Stellarus seufzt leicht dramatisch, doch dann besinnt er sich. „Nicht genug, dass sie Theia, die Halbschwester unserer Muttererde Terra, als Mond bezeichnen und ihr laufend auf die Pelle rücken, nein, sie schießen dauernd künstliche Gebilde in unseren schönen dunklen Weltenraum, schicken sonderbare Strahlenstraßen durch die Weiten unseres Reiches, stören unsere Magnetfelder, verwirren die Vögel, die auf unseren Strahlenstraßen fliegen, und haben keine Bedenken, uns ihren Müll aufzuhalsen! Das nenne ich eine bodenlose Unverschämtheit! Schließlich ist es unser Reich und nur wir haben das Recht, Licht und Strahlen weiterzuleiten!“
Er sieht trotzig in die Runde und putzt sich ausgiebig seine Zackenhände, als wolle er sich die Fingernägel lackieren.

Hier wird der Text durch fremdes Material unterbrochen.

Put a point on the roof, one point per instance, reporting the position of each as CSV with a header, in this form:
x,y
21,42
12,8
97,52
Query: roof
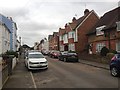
x,y
109,19
78,21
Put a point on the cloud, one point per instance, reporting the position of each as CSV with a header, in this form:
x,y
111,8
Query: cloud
x,y
37,19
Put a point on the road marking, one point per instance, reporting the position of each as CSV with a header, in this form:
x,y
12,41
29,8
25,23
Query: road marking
x,y
33,80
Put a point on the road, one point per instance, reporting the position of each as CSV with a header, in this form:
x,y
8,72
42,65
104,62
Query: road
x,y
67,75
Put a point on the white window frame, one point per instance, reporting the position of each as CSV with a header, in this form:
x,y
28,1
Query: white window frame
x,y
65,38
118,25
99,46
71,34
71,47
98,30
118,46
60,38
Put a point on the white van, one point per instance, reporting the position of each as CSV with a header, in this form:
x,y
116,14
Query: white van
x,y
35,60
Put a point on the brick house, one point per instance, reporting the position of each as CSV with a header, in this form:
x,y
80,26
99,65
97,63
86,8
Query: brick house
x,y
53,41
106,32
73,36
50,42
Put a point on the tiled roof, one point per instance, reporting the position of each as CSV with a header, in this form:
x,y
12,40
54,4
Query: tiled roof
x,y
109,19
75,24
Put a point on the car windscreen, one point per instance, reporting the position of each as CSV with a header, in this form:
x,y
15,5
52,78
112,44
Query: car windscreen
x,y
35,56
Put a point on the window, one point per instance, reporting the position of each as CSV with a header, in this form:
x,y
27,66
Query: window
x,y
99,46
61,47
71,47
65,38
118,26
71,35
98,30
118,46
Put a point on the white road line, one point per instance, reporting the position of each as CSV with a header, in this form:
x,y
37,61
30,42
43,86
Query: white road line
x,y
33,80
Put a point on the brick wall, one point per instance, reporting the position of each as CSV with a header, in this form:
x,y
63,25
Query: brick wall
x,y
83,30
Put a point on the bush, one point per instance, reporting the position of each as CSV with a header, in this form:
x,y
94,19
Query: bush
x,y
104,51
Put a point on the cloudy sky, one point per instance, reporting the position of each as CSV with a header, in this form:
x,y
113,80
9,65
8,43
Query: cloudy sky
x,y
36,19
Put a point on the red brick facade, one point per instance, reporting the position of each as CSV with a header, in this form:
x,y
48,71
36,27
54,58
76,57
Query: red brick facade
x,y
80,26
54,41
111,36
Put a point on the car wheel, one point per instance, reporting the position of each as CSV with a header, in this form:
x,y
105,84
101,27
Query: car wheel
x,y
65,60
114,72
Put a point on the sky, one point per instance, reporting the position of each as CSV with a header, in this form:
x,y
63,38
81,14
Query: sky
x,y
36,19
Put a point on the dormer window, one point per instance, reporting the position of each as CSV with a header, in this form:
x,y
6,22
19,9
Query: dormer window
x,y
118,26
99,30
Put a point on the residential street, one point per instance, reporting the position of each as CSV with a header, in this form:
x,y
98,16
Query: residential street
x,y
61,75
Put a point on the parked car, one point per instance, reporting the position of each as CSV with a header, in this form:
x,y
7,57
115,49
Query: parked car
x,y
115,65
54,54
45,52
68,56
35,60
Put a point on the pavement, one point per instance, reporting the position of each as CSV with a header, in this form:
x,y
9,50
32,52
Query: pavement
x,y
19,76
95,64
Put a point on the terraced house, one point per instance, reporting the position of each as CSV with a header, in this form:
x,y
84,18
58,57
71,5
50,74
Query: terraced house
x,y
53,41
4,38
106,32
73,36
11,25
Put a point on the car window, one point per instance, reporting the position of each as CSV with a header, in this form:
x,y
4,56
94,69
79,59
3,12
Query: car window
x,y
35,56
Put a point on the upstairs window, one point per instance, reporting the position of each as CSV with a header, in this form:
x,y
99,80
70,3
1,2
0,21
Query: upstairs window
x,y
118,26
118,46
65,38
71,35
99,30
60,38
99,46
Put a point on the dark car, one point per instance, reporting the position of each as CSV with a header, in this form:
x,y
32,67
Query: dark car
x,y
68,56
54,54
115,65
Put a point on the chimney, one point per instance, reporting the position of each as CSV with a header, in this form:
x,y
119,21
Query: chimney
x,y
86,12
74,19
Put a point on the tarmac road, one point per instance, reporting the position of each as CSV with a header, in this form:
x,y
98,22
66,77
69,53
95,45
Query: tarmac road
x,y
62,75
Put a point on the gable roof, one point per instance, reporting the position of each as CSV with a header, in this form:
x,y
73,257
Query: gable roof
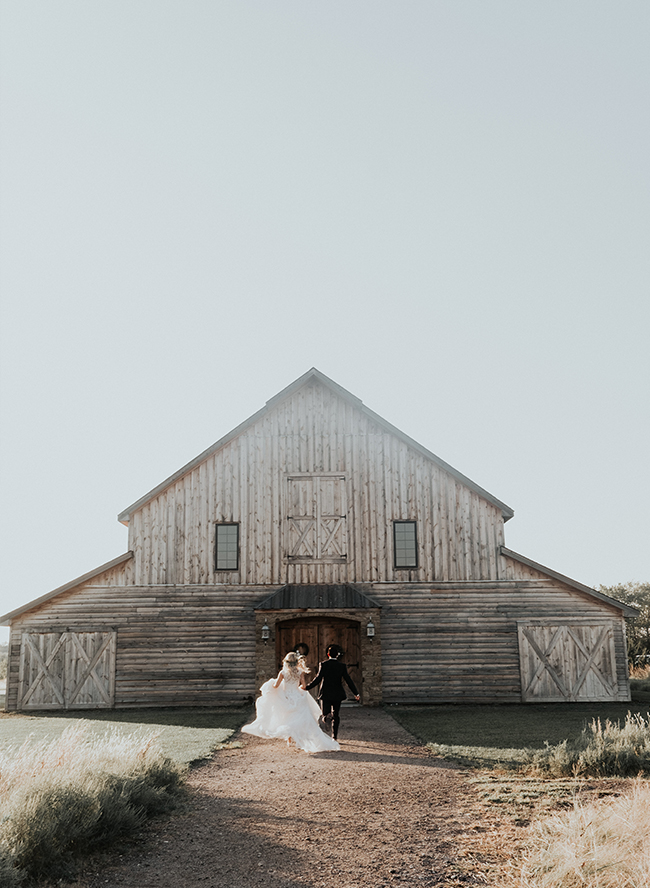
x,y
627,609
314,375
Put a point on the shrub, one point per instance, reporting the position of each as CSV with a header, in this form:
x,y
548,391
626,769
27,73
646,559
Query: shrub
x,y
607,750
604,844
69,796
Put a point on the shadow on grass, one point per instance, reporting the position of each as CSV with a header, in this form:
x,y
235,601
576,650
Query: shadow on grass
x,y
187,735
499,734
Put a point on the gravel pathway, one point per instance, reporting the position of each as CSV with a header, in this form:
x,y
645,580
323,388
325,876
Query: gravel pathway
x,y
381,812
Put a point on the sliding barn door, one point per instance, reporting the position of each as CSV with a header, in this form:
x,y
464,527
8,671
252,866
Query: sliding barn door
x,y
67,670
568,661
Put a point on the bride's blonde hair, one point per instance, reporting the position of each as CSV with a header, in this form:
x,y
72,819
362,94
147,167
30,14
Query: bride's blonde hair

Dann sieht er die Gasanos an und fährt etwas langsamer fort: „Folgendes ist aus dem Reich der Gasanos zu beklagen: Die Luftschichten der Erde verändern sich zunehmend und dramatisch, weil die Gasanos die Orientierung durch den ganzen Schmutz, den die Menschenmenschen in die Luftschichten schicken, verlieren. Die Sylphen bemühen sich zwar, mit Stürmen und Orkanen die Atmung der Erde zu reinigen, aber sie schaffen es bald nicht mehr. Wenn nun also die Sylphen die Atmung der Erde nicht heilen können, wird sie immer mehr verschmutzen. Dadurch können die Lichtalben ihre Lichtteilchen nicht mehr durch den Äther tragen, die Erde wird zunehmend finster und dunkel – und alles wird absterben, denn Licht bedeutet Leben! Soweit nun mein Bericht.“
Stellarus putzt wieder über seine Zacken, dann meint er lakonisch: „Es müsste mich ja nicht wirklich interessieren, denn meine Heimat ist die Weite des Universums, aber wer weiß“, und nun ist er mit einem Mal sehr ernst, „wenn die Erde so schwer erkrankt, ob das dann nicht auch Folgen für uns alle hat, weil einfach alles aus dem Gleichgewicht geraten ist – und die Schöpfung ist doch der vollkommene Gleichklang aller Dinge!“
Die Gasanos summen: „Verschmutzen die Schichten, verkehren die Kräfte – verkehren die Kräfte, verlieren die Bahnen!“
Die Sylphen wehen hin und her und singen heulend: „Verstummen die Winde, ersticken die Wasser – ersticken die Wasser, verderben die Wesen!“
Die Lichtalben schmiegen sich aneinander und schluchzen: „Verlieren wir Licht, verdunkelt die Erde – verdunkelt die Erde, erlischt alles Leuchten – ohne Leuchten keine Hoffnung, ohne Hoffnung kein Leben!“
Nach diesen Worten erfasst Muttererde Terra ein heftiger Hustenanfall, sie beugt sich weit vor, ringt um Luft und die Devas streichen ihr beruhigend über den Rücken. Sie röchelt immer noch, ringt nach Atem, windet sich, hustet wieder, und erst die kleine Elfe kann sie mit einem Strauß frischer Eukalyptusblätter beruhigen. Es dauert eine ganze Weile, bis Muttererde Terra wieder einigermaßen bei Kräften ist und sprechen kann. Ihre ganze Gestalt sieht jetzt wirklich krank und geschwächt aus, ihre Gesichtsfarbe ist blass und ihre Augen sind glasig und fahl, Schweißperlen rinnen in Bächen von ihrer Stirn und ihre Arme liegen schwach und leblos auf ihrem Schoß.